I'm calling it - Halloween is absolutely, positively Mila's favorite day of the year. Forget Christmas and all of the presents and stuff, she is fully devoted to wearing a dumb outfit and letting strangers give her candy. There are no presents that could ever be better than a bucket filled with candy.
That's the reason behind this miserable face, by the way.
"I go get candy now," was all Mila could say. There was no way to get her to look at me, nor a way to get a smile because girlfriend was all business.
And for little girls dressed as Humpty Dumpty while riding around in a wall/wagon, business was BOOMING.

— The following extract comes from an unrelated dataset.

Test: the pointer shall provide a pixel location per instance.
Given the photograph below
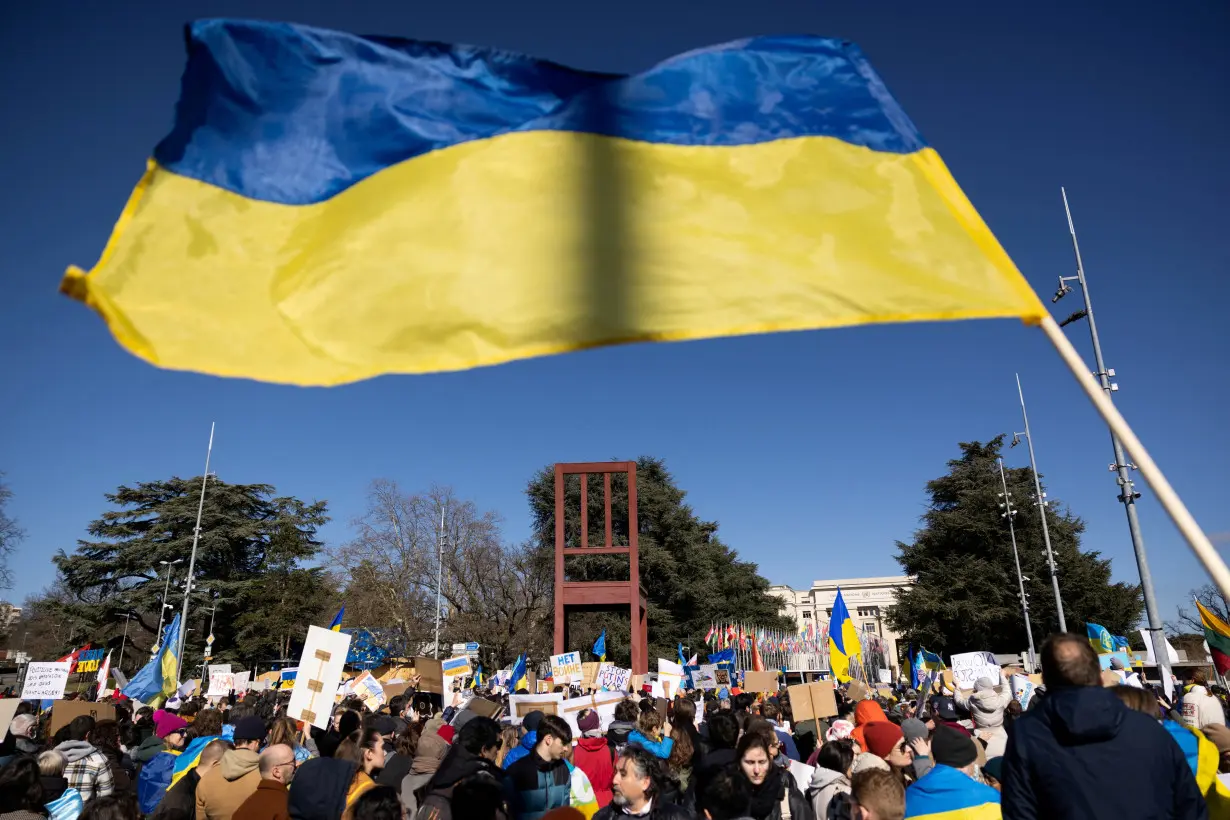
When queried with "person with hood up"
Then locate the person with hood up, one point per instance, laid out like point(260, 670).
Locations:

Mila spent the first hour of trick-or-treating happily tagging along with the big girls, toddling her way to doors and declaring the magic words. "Twick tweat!" she would squeak out in her tiny high voice. When candy would land in her bag, she's say, "Danks!" before toddling to the next house. Which, that "thank you" made her the exception. I don't know what it was about this year, but it was very obvious that many of the kids in our neighborhood have forgotten how to say "thank you."
It's weird. Strangers give you candy. You say "thank you." I thought that was the Halloween formula?
I also thought stashing your candy in the wall/wagon so you didn't have to carry it was part of the Halloween formula, but I was wrong about that, too. I tried a bazillion times to lighten Mila's load and she was having none of it. It's a good thing she wasn't armed with a knife because she would have cut me the time I stuck my hand in her bag to grab some of the weight.
I was just trying to move the juice boxes. I swear.
I mean, I saved the stealing of the candy until after she was asleep. (Shhh! Don't tell her!)
ANYWAY, I am now revisitng the fact that we basically missed Halloween with Alexis when she was Mila's age. We lived in a neighborhood that had very few kids, so there wasn't much action to be found. Miss Alexis was also ridiculously shy at that age, so she wouldn't have gone up to a house without much fighting and convincing and arguing and all of that. It would have been more obviously me begging for candy because talking to strangers wouldn't have been worth it for Alexis. Which, now that I think about it, all of that was fine. Alexis was a fantastic toddler and there's nothing wrong with wanting to spend Halloween in the house.
But this thing where a little person soaks up every second of the awesome? That's pretty fine, too.